One way would be to calculate it: it is not difficult using a spreadsheet and recursion, and a short piece of R code is shown below.
$\epsilon$ seems to be zero for $n=1,2,3$, to be positive $\frac{1}{648}$ for $n=4$, negative $- \frac{1}{9270}$ for $n=5$, zero for $n=6$, and then to be positive and increasing up to a maximum of about $0.01223$ for $n=52$ after which it starts to decline.
Rather more seriously $\frac{1}{n}$ soon becomes a very poor approximation to whether the sum is divisible by $n$. For $n \gt 43$ it is more than twice the true value and then gets rapidly worse. There is a better alternative.
Added
A better approximation for large $n$ would be to assume the central limit theorem applies well enough and work out the probability of achieving $3$ times the number of rolls or $4$ times the number of rolls ($1$, $2$, $5$, and $6$ times the number of rolls are too unlikely to be worth worrying about). These are half the number of rolls away from the mean, and the variance is $\frac{35}{12}$ times the number of rolls. So a possible approximation for the required probability is
$\sqrt{ \frac{24}{35 \pi n} } \exp\left( - \frac{3 n}{70} \right).$
It is a good approximation for a wide range of values as shown in the chart drawn by the following R code which calculates the actual values. It is a better approximation than $\frac{1}{n}$ for $n \ge 14$.
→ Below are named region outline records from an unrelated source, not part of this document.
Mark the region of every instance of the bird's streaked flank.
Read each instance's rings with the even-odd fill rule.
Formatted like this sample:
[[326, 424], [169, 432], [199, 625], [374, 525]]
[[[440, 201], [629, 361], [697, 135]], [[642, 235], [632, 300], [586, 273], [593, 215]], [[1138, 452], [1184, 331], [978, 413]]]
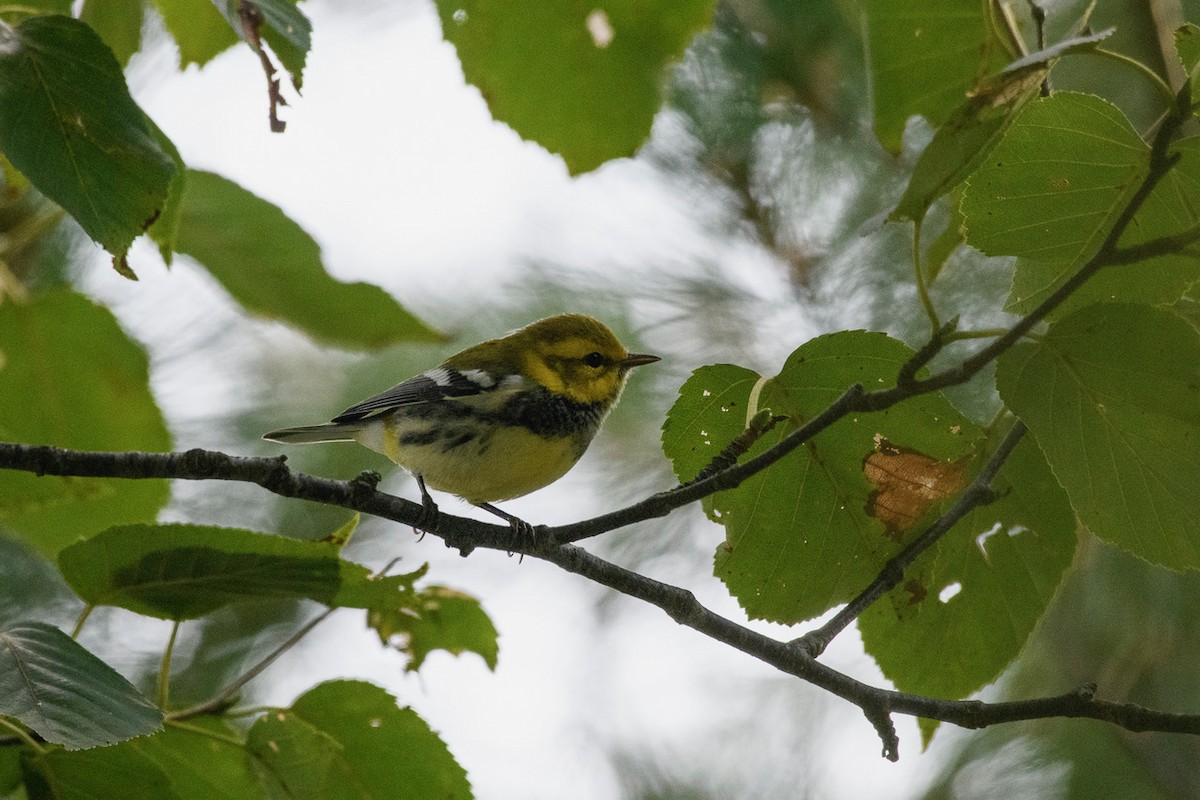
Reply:
[[356, 403], [331, 422], [281, 428], [270, 441], [356, 441], [514, 525], [491, 505], [540, 489], [575, 465], [634, 367], [658, 356], [626, 350], [602, 323], [560, 314], [450, 356]]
maxrolls <- 1000 probmultofrolls <- rep(0,maxrolls) rolls <- 1:maxrolls probs <- 1 # after 0 rolls score is zero with probability 1 for (r in rolls) { probs <- (c(0,probs) + c(0,0,probs) + c(0,0,0,probs) + c(0,0,0,0,probs) + c(0,0,0,0,0,probs) + c(0,0,0,0,0,0,probs) ) / 6 probmultofrolls[r] <- sum( probs[r * (1:6) + 1] ) # +1 because started at 0 } plot( probmultofrolls ~ rolls, log="xy" ) lines( 1/rolls ~ rolls, col="blue" ) lines( exp( -3*rolls/70) * sqrt(24 / (35 * pi * rolls) ) ~ rolls, col="red" )
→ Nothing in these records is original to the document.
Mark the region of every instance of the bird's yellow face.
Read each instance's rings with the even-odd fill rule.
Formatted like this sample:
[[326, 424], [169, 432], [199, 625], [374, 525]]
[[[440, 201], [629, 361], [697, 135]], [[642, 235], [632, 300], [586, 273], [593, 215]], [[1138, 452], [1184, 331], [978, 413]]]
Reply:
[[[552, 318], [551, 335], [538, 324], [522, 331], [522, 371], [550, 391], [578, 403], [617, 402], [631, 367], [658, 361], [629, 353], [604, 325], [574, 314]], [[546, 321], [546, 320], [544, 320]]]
which produces the following chart with logarithmic scales and $1 \le n \le 1000$: black circles are the actual values; the blue line is $\frac{1}{n}$; and the red line is the approximation based on the central limit theorem.

Even this may not hold for even larger $n$, since the central limit theorem is often not a good approximation in the extreme tails of a distribution. It is within 5% of the true figure when $9 \le n \le 191$.